As usual, the biggest trouble will likely come in the states where the friction between far-right conservatives and this new emergent electorate has already heated up to the flash point — Arizona, Florida, Oklahoma, Texas, and similar states where the old guard had been counting on fascist solutions to keep a new generation it fears under control. Alternatively, the violence will start in these states, but be directed against coastal big-city targets seen as representing the decadent society the far right refuses to accept. Either way, the more ground they lose, the wiser we’d be to expect them to try to take their frustration out on the rest of us.
A Final Word
Some may think that in saying we’ve probably passed the critical switch from a likely fascist future to a likely not-fascist one, I’m somehow suggesting that the threat is passed, or that struggle is no longer required, or that we can all pack up and go home now.
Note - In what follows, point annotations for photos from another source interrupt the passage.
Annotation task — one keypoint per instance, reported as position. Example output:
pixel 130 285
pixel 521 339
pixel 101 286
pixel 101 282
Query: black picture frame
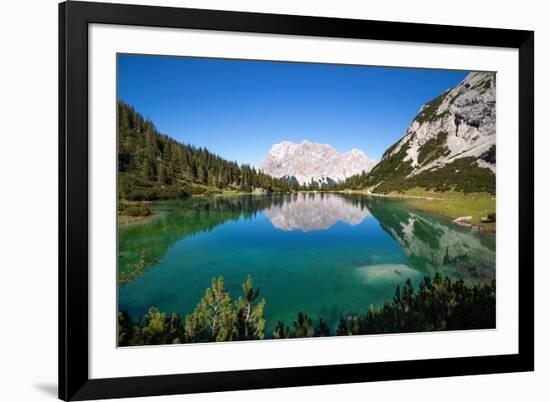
pixel 74 18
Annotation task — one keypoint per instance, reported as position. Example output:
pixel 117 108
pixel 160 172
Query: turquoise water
pixel 324 254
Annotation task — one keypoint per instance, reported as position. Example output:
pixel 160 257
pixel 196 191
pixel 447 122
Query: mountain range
pixel 309 163
pixel 450 144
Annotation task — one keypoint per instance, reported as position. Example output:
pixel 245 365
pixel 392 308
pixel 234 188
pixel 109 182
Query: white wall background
pixel 28 198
To be very clear: I am not saying that. In many ways, the real fight — the one that pulls up the American economic, political and cultural order by its floorboards and lays down the foundation for something better, freer and more humane, fair and durable — is only just beginning. What I am saying, however, is that the tide has turned to the point that we are not unreasonable to believe that our preferred future has a strong chance of coming to pass. Our enemies are noisy and well-funded, but they are also small in number, crazy and increasingly despised. Everywhere, the growing, rising, creative part of the country is soundly rejecting them, and the future they were offering. And on our side, there are signs of uprising everywhere – the first green shoots of a new world in the making, one that will we will spend the next 20 years bringing into fruition.
As long as that vision continues to spread, there will be good reason to believe that the future will most likely belong to us.